Messe à Sainte-Marthe- Des outres neuves

2016-01-18 L’Osservatore Romano

Le chrétien qui se dissimule derrière l'idée que « l'on a toujours fait ainsi... » commet un péché, en devenant idolâtre et rebelle et en vivant une « vie rapiécé, à moitié », car il ferme son cœur aux « nouveautés de l'Esprit Saint ». C'est une invitation à se libérer des « habitudes », pour laisser place aux « surprises de Dieu », que le Pape François a lancée durant la Messe célébrée dans la matinée du 18 janvier dans la chapelle de la Maison Sainte-Marthe.

Dans la première lecture, extraite du premier livre de Samuel (15, 16-23), « nous avons écouté – a fait remarquer le Pape – que le roi Saul est rejeté par Dieu car il n'obéit pas: le Seigneur lui a dit qu'il aurait remporté la bataille, la guerre, mais que tout aurait dû être voué à l'extermination ». Et Saul « n'a pas obéi ».

Samuel dit à Saul: « Yahvé se plaît-il aux holocaustes et aux sacrifices comme dans l'obéissance à la parole de Yahvé? ». Par conséquent, a affirmé le Pape, « l'obéissance va plus loin » et dépasse aussi les paroles de justification de Saul: « J'ai écouté le peuple et le peuple m'a dit: l'on a toujours fait de la sorte! Les choses qui ont le plus de valeur iront au service du Seigneur, aussi bien au temple que pour les sacrifices.
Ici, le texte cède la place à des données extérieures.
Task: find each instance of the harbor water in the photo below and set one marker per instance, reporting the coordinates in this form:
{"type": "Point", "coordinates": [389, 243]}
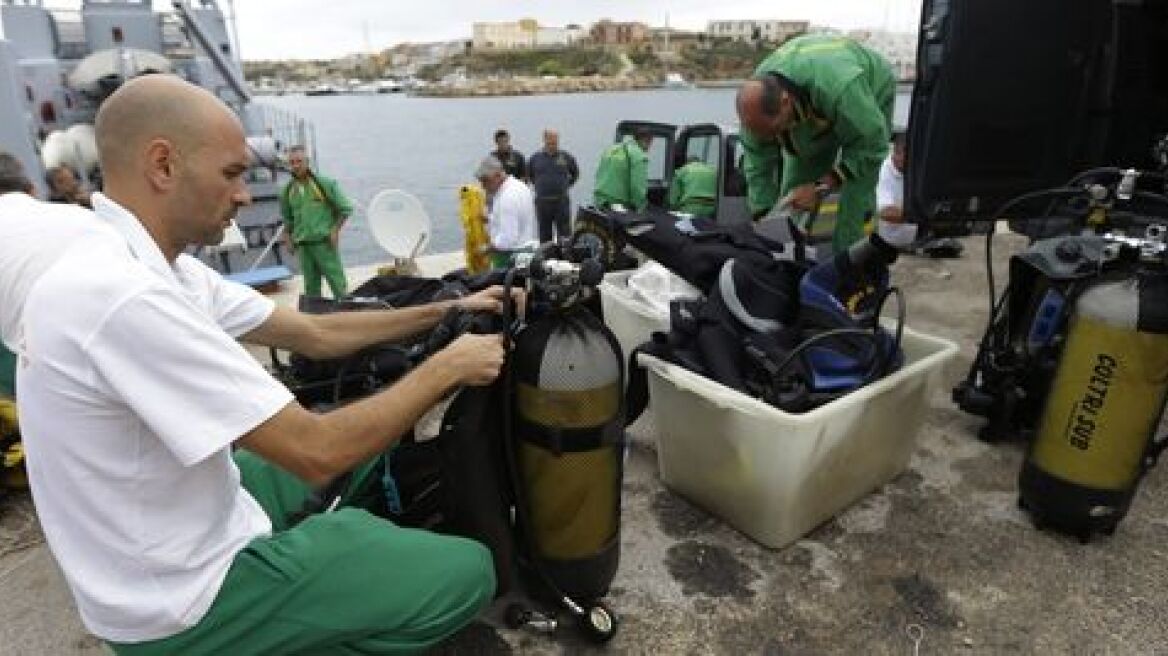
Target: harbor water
{"type": "Point", "coordinates": [431, 146]}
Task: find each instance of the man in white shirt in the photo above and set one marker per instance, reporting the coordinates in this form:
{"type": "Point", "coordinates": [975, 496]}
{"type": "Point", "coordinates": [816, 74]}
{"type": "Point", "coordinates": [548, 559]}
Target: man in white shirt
{"type": "Point", "coordinates": [133, 393]}
{"type": "Point", "coordinates": [510, 216]}
{"type": "Point", "coordinates": [890, 199]}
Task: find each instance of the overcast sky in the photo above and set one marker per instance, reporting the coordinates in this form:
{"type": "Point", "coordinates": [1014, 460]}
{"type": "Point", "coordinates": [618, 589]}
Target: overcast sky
{"type": "Point", "coordinates": [331, 28]}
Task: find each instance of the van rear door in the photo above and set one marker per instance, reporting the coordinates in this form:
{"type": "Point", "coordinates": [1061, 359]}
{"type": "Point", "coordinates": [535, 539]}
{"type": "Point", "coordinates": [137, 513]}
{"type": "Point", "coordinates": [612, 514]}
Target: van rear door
{"type": "Point", "coordinates": [1013, 97]}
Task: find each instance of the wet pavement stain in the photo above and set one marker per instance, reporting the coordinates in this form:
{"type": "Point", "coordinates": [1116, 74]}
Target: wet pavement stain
{"type": "Point", "coordinates": [709, 570]}
{"type": "Point", "coordinates": [925, 600]}
{"type": "Point", "coordinates": [477, 639]}
{"type": "Point", "coordinates": [678, 517]}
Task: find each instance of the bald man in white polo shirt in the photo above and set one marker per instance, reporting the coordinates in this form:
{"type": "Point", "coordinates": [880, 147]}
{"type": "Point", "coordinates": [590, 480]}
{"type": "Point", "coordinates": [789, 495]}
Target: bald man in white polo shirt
{"type": "Point", "coordinates": [133, 393]}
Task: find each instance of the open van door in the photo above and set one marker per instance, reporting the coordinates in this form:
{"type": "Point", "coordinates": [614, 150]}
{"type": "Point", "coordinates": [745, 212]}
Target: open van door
{"type": "Point", "coordinates": [710, 144]}
{"type": "Point", "coordinates": [661, 155]}
{"type": "Point", "coordinates": [1013, 97]}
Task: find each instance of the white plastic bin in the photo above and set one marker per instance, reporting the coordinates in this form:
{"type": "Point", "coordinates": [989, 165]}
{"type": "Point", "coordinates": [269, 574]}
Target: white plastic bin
{"type": "Point", "coordinates": [774, 475]}
{"type": "Point", "coordinates": [631, 320]}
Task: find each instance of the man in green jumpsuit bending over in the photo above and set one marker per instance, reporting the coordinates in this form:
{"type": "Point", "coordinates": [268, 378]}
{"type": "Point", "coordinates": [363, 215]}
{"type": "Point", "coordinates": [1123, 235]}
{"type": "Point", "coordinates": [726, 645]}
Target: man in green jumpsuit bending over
{"type": "Point", "coordinates": [314, 210]}
{"type": "Point", "coordinates": [623, 175]}
{"type": "Point", "coordinates": [695, 189]}
{"type": "Point", "coordinates": [824, 104]}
L'on a toujours fait ainsi! ». Saul a « eu peur » et pour cette raison, « il a laissé la vie se poursuivre contre la volonté du Seigneur ».

La même attitude – a poursuivi le Pape en se référant au passage liturgique de Marc (2, 18-22) – nous est « enseignée par Jésus dans l'Evangile, quand les docteurs de la loi lui reprochent le fait que les disciples ne jeûnent pas: "Mais cela s'est toujours passé ainsi, pourquoi les tiens ne jeûnent-ils pas?" Et Jésus répond par ce principe de vie: "Personne ne coud une pièce de drap non foulé à un vieux vêtement ; autrement, la pièce neuve tire sur le vieux vêtement et la déchirure s'aggrave. Personne non plus ne met du vin nouveau dans des outres vieilles ; autrement, le vin fera éclater les outres, et le vin est perdu aussi bien que les outres. Mais du vin nouveau dans des outres neuves!" ».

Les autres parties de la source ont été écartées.